Preparing the ground for AI
AI represents the most advanced stage in the evolution of digital finance capabilities. But to unlock its full value, companies must first establish a strong foundation built on robust data infrastructure, sound governance, integrated, automated systems, and streamlined processes. Only with this digital groundwork in place can the transformative potential of AI truly be realized.
Yet, success with AI goes beyond sophisticated models and platforms. Equally critical is the human element of guiding finance teams through the change management journey. Building comfort with AI requires intentional effort. Initiatives like "prompt-a-thons" offer hands-on exposure to generative AI, fostering familiarity and confidence. More broadly, AI adoption requires a mindset shift: from skepticism to experimentation, from control to collaboration.
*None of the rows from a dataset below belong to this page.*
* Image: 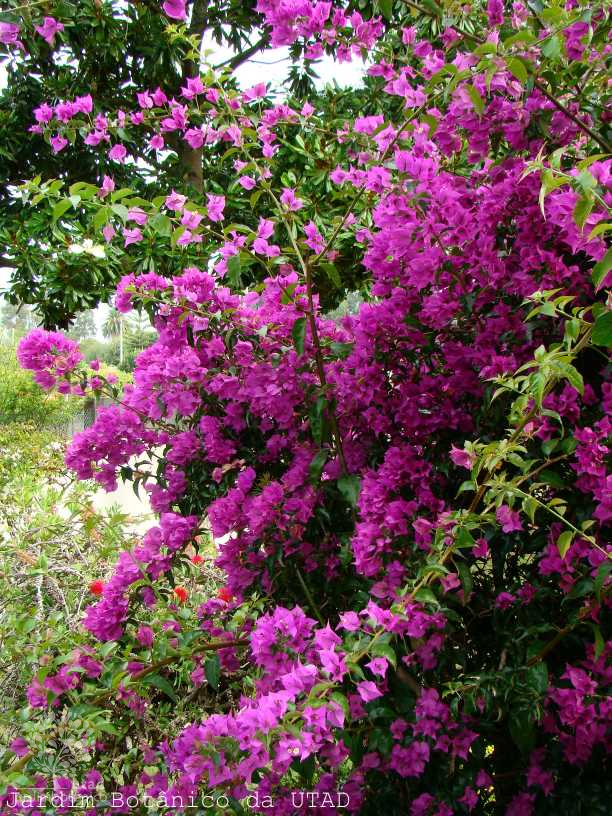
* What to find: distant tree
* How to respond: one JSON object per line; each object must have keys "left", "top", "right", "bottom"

{"left": 67, "top": 310, "right": 96, "bottom": 340}
{"left": 0, "top": 298, "right": 40, "bottom": 336}
{"left": 102, "top": 309, "right": 123, "bottom": 340}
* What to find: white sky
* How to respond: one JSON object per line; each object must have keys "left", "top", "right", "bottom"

{"left": 0, "top": 37, "right": 364, "bottom": 334}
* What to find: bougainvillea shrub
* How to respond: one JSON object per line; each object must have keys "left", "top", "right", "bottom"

{"left": 2, "top": 1, "right": 612, "bottom": 814}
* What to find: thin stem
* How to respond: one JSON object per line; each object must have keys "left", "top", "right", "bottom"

{"left": 533, "top": 79, "right": 612, "bottom": 153}
{"left": 526, "top": 594, "right": 608, "bottom": 666}
{"left": 90, "top": 637, "right": 249, "bottom": 703}
{"left": 295, "top": 567, "right": 325, "bottom": 625}
{"left": 514, "top": 453, "right": 568, "bottom": 487}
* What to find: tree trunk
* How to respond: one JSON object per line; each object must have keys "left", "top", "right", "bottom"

{"left": 177, "top": 0, "right": 209, "bottom": 193}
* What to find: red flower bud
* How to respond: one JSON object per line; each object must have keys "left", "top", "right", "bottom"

{"left": 89, "top": 580, "right": 104, "bottom": 596}
{"left": 217, "top": 586, "right": 233, "bottom": 603}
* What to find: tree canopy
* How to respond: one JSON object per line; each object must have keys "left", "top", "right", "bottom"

{"left": 1, "top": 1, "right": 611, "bottom": 815}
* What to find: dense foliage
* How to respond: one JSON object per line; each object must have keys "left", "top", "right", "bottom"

{"left": 0, "top": 0, "right": 385, "bottom": 324}
{"left": 1, "top": 1, "right": 611, "bottom": 815}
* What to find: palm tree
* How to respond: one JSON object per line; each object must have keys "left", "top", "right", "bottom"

{"left": 102, "top": 310, "right": 123, "bottom": 339}
{"left": 102, "top": 309, "right": 125, "bottom": 366}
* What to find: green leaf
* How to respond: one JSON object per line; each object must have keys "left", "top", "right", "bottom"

{"left": 150, "top": 213, "right": 172, "bottom": 237}
{"left": 538, "top": 169, "right": 567, "bottom": 215}
{"left": 280, "top": 282, "right": 298, "bottom": 304}
{"left": 587, "top": 221, "right": 611, "bottom": 242}
{"left": 474, "top": 42, "right": 497, "bottom": 56}
{"left": 556, "top": 530, "right": 573, "bottom": 559}
{"left": 592, "top": 624, "right": 604, "bottom": 659}
{"left": 111, "top": 203, "right": 129, "bottom": 222}
{"left": 536, "top": 469, "right": 566, "bottom": 489}
{"left": 309, "top": 396, "right": 326, "bottom": 446}
{"left": 337, "top": 474, "right": 361, "bottom": 507}
{"left": 526, "top": 662, "right": 548, "bottom": 695}
{"left": 93, "top": 719, "right": 122, "bottom": 736}
{"left": 506, "top": 57, "right": 529, "bottom": 84}
{"left": 509, "top": 709, "right": 536, "bottom": 754}
{"left": 456, "top": 561, "right": 473, "bottom": 602}
{"left": 564, "top": 364, "right": 584, "bottom": 394}
{"left": 522, "top": 495, "right": 538, "bottom": 523}
{"left": 92, "top": 206, "right": 110, "bottom": 229}
{"left": 204, "top": 654, "right": 221, "bottom": 690}
{"left": 292, "top": 316, "right": 307, "bottom": 356}
{"left": 465, "top": 84, "right": 484, "bottom": 115}
{"left": 309, "top": 449, "right": 328, "bottom": 485}
{"left": 573, "top": 193, "right": 594, "bottom": 229}
{"left": 321, "top": 262, "right": 341, "bottom": 288}
{"left": 594, "top": 560, "right": 612, "bottom": 602}
{"left": 420, "top": 113, "right": 439, "bottom": 136}
{"left": 227, "top": 255, "right": 242, "bottom": 288}
{"left": 329, "top": 342, "right": 354, "bottom": 359}
{"left": 110, "top": 188, "right": 135, "bottom": 202}
{"left": 52, "top": 198, "right": 73, "bottom": 222}
{"left": 370, "top": 642, "right": 397, "bottom": 668}
{"left": 330, "top": 691, "right": 350, "bottom": 718}
{"left": 591, "top": 247, "right": 612, "bottom": 292}
{"left": 541, "top": 34, "right": 562, "bottom": 59}
{"left": 454, "top": 526, "right": 475, "bottom": 548}
{"left": 413, "top": 587, "right": 439, "bottom": 606}
{"left": 141, "top": 674, "right": 177, "bottom": 702}
{"left": 592, "top": 311, "right": 612, "bottom": 347}
{"left": 503, "top": 30, "right": 537, "bottom": 47}
{"left": 377, "top": 0, "right": 393, "bottom": 21}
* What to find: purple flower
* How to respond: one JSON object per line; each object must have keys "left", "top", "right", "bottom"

Today, most AI use cases in finance are still in pilot mode. The challenge is not just building the tech, but proving return on investment (ROI) and scaling across functions. Michael urged us to link AI to measurable outcomes and treat implementation like any major transformation initiative: with a clear business case, leadership buy-in, and ongoing tracking beyond the proof-of-concept phase.
Expanding the impact of AI across finance
Early use cases for AI in finance have largely focused on automating repetitive, manual tasks, particularly within accounting functions such as invoice processing and account reconciliation.
Financial Planning & Analysis (FP&A) is widely viewed as the next frontier. Here, AI can reduce bias in forecasts, support dynamic scenario planning, and enable a level of speed and insight that surpasses anything we have seen.
Looking ahead, the rise of agentic AI will further redefine the finance function. These proactive, autonomous agents (operating continuously and aligned to a defined mission) will be capable of optimizing investment strategies, refining balance sheet decisions, and simulating hundreds of scenarios in real time. With Agentic AI, finance teams will move from reactive to truly strategic, supported by always-on intelligence working on their behalf.
Final thoughts on the AI-enabled finance function
Across every table, the message was clear: this isn’t just about faster reports or cleaner data. It’s about reinvention. Every process, from accounting to planning to reporting, is being reimagined with AI at the core. Getting there requires bold leadership: not just adopting new tools, but transforming mindsets, upskilling teams, and reshaping how finance operates at every level.